If you have stable insurance and value seeing the same internist who knows your history, Batra's Canton practice may suit you better than a large system clinic. If cost is your primary concern or you lack insurance, a FQHC is a better first call. If you need integrated hospital-based care (say, you're also managed at Johns Hopkins for a complex condition), a system-affiliated internist may coordinate more easily.

Who this practice suits and who it does not

The practice works well for adults with established insurance, sufficient health literacy to navigate an independent practice, and a need for consistent, unhurried primary care. It suits people managing multiple chronic conditions who benefit from continuity and a doctor who remembers why they're taking five medications. It does not suit patients seeking walk-in urgent care (this is appointment-only primary care), those without insurance looking for free or sliding-scale visits, or patients who expect next-day availability. It also does not suit people who prefer large clinic systems with 24/7 urgent messaging apps or multiple on-site specialists.

What the first visit involves

New patients should call to schedule an appointment; lead times vary by season (call to ask current wait time). The first visit typically runs longer than follow-ups and covers a full medical history, physical exam, preventive screening discussion, and review of medications and past records. Bring insurance card, photo ID, and a list of current medications and any allergies. Batra will likely order baseline labs (CBC, metabolic panel, lipid panel, possibly a EKG depending on age and history) at that visit or shortly after. Follow-up is usually 2 to 4 weeks for results and plan review.

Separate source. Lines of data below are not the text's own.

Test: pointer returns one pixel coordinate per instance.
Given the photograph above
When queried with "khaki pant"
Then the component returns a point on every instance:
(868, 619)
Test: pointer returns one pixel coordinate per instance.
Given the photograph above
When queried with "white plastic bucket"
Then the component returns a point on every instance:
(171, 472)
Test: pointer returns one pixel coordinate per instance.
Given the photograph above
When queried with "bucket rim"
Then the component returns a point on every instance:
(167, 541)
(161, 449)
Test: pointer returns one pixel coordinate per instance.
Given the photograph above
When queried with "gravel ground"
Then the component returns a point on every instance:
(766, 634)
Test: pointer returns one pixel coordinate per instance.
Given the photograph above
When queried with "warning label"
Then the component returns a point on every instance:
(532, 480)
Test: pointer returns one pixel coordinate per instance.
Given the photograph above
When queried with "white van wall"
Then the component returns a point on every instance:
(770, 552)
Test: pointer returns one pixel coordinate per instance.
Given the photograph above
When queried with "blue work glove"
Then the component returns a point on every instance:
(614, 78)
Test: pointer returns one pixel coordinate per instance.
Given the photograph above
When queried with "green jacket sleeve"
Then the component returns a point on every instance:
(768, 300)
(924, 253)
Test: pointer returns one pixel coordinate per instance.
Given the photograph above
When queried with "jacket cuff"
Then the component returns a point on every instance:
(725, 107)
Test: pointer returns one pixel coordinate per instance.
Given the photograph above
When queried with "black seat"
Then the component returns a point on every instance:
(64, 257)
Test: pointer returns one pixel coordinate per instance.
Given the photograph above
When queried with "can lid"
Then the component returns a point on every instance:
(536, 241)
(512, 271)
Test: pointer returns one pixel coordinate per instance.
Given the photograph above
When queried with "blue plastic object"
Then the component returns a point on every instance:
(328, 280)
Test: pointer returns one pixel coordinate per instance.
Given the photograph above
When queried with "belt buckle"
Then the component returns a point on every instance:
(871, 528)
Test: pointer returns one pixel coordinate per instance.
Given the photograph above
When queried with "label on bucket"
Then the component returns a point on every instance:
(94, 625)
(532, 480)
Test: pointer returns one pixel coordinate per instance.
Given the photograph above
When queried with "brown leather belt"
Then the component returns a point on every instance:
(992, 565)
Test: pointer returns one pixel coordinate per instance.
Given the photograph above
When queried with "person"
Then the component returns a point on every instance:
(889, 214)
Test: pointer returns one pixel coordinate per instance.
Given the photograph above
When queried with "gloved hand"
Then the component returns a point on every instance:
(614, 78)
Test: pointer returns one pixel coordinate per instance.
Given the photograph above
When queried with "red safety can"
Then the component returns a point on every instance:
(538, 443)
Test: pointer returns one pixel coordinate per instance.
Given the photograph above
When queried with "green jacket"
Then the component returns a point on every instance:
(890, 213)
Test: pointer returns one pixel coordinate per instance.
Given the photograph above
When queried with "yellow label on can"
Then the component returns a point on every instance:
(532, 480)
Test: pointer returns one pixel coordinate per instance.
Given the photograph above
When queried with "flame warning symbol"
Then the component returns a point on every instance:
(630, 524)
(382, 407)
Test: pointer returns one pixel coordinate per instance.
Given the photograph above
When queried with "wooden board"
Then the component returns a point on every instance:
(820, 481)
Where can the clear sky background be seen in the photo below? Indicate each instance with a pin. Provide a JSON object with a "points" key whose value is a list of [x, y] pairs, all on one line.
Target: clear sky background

Hours, location, and logistics

The practice is located in Canton. Hours are standard weekday, no weekend or evening clinic (confirm current hours by phone). Street parking in Canton is free but often tight during business hours; allow extra time or call ahead if parking is a constraint. The practice is accessible by car; public transit options to Canton include the #10 bus and light rail proximity, though neither serves the neighborhood directly.

Rajeev Batra MD fills a specific niche in Baltimore: a private internist who prioritizes relationship and depth over volume, accepting insurance but not operating as a public-access community clinic. For patients with solid insurance and a need for longitudinal, continuous primary care, this model often delivers better preventive outcomes and faster specialist navigation than large system primary care.